An acorn planted in the 1960s by an inquisitive young boy has grown to become one of the city’s most recognisable trees.
Former Hamilton resident Kathryn Oliver contacted Mayor Andrew King to alert him to the decades-old story of how the large oak tree came to dominate the roundabout at the intersection of Tristram St, Anzac Pde and Cobham Dr (pictured)
Kathryn remembered growing up on nearby Palmerston St, and frequently socialising with children from around the corner on Clarence St – her friend Kathleen Grainger and Kathleen’s older brother Warren (pictured).
“Warren would have been about nine years old when he planted the acorn,” Kathleen says. “He was born in 1947. There were other oak trees on other sections near our place, so Warren probably picked up an acorn from anywhere around there.”

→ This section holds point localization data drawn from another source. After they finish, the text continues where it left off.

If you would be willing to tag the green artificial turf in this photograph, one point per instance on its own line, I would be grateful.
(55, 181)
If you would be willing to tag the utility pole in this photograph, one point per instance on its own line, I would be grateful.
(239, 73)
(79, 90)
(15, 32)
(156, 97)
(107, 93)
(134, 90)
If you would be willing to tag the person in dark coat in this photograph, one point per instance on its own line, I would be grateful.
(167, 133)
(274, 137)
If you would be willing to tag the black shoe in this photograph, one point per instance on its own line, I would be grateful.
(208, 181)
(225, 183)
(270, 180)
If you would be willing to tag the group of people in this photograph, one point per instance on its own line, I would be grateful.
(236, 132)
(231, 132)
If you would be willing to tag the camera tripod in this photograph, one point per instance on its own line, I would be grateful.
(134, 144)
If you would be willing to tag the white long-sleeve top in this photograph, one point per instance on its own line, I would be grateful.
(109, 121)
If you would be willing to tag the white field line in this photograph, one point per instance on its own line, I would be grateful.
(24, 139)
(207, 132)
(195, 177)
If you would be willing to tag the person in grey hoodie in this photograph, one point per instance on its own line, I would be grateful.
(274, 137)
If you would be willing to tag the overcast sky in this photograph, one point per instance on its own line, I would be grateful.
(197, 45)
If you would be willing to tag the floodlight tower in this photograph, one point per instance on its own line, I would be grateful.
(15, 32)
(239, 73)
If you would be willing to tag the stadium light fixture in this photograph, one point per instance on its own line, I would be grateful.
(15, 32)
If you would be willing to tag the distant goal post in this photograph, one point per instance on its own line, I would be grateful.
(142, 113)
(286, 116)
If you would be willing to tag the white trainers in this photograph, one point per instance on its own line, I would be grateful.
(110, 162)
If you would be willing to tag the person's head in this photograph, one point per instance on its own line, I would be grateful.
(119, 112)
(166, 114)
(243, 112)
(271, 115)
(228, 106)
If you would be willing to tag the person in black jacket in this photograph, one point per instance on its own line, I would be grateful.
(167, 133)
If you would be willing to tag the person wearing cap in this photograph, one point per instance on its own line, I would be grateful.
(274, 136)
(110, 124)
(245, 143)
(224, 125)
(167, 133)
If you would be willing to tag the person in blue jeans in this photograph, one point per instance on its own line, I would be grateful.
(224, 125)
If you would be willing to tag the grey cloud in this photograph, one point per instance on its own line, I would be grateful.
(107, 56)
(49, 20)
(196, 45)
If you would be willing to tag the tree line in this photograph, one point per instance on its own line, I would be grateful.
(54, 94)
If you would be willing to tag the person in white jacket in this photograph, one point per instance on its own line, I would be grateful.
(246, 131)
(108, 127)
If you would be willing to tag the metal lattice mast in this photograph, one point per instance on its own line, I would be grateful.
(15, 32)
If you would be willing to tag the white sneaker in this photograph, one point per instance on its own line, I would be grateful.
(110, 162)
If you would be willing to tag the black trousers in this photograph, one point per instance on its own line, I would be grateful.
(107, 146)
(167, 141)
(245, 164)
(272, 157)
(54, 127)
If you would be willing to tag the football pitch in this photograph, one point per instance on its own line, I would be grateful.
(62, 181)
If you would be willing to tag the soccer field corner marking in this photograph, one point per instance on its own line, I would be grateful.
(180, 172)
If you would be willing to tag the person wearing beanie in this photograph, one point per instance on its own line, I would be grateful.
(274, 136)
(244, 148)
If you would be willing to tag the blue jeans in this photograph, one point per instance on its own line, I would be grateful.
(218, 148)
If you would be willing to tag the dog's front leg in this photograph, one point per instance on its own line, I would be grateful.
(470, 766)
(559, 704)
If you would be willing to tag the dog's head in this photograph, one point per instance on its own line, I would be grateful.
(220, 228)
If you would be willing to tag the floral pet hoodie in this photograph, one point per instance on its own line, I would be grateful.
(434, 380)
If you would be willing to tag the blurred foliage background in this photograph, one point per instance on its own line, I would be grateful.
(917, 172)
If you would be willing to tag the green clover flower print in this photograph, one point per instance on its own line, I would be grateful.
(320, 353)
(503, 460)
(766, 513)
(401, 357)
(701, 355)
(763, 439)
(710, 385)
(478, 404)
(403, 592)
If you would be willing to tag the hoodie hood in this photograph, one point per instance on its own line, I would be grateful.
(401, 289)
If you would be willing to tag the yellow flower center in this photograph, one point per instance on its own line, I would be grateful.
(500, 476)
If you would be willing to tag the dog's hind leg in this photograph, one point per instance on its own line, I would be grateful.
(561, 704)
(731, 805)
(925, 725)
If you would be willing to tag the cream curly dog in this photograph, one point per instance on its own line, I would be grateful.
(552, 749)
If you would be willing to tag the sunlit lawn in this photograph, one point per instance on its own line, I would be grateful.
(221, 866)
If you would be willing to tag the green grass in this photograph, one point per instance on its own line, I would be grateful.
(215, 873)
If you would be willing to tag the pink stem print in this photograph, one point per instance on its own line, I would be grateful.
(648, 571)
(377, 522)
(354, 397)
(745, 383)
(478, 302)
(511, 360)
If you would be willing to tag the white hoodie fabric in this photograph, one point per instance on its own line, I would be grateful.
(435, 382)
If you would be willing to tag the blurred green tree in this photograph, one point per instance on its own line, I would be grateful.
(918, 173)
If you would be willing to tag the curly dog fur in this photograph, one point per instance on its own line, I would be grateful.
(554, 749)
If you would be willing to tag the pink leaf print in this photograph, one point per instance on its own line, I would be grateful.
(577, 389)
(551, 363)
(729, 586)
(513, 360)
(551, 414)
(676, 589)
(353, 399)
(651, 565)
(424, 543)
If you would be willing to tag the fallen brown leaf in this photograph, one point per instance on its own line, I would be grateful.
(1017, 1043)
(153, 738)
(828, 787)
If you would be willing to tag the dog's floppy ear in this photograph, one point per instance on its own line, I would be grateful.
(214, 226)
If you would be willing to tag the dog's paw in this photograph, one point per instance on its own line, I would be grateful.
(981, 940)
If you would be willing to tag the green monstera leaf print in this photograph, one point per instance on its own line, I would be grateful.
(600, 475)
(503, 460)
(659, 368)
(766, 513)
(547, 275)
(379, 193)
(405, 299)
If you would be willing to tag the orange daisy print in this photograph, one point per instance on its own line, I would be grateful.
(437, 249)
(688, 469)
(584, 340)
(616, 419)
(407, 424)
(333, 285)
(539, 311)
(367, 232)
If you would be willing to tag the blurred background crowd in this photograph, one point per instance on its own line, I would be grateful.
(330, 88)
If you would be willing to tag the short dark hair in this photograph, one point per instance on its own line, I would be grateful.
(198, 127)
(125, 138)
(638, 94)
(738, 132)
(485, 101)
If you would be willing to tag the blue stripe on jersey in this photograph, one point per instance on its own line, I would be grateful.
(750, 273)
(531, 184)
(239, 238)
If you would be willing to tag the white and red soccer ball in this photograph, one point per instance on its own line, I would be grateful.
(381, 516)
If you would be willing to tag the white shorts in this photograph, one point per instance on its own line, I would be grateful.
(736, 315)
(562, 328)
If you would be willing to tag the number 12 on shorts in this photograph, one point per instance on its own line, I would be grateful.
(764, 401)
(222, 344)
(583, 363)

Kathleen’s family lived at Clarence St for many years, watching as their neighbourhood changed and excavation for what became Cobham Dr emerged. She says her father, Alan Grainger, had always envisaged the development of Cobham Dr would see the tree felled – but history has proven him wrong.
“Warren would have been about nine years old when he planted the acorn,”
“Warren loved growing all sorts of things,” Kathleen says. “He would try growing bananas and I remember the tops of the pineapples mum would cut off Warren would try to grow them by putting them in a saucer of water!
“So Warren planting an acorn was pretty typical of what he would do, he would have checked it and probably marked the spot when he planted it. I don’t remember tracking its growth, the most significant moment was knowing our home had been demolished (years later) and finding they had left this small area of our section with the oak tree still there. The tree was quite a good size then.”
Decades later, Kathleen and Kathryn are still in contact with one another, affectionately referring to the big oak on the roundabout as “Warren’s tree”.
Some investigations by Hamilton City Libraries’ Heritage Team have confirmed the tree was planted in the location in the 1960s, and the prominent and busy roundabout was built around it.
The story Kathleen and Kathyrn have shared is proof the curiosity of young boys can stand the test of time, with “Warren’s tree” in magnificent condition amid the hub-bub of busy nearby streets.
Parks and Recreation staff are exploring options to place a plaque at the city marking Warren’s small act in the 1960s, and which still stands as a small piece of the city’s history.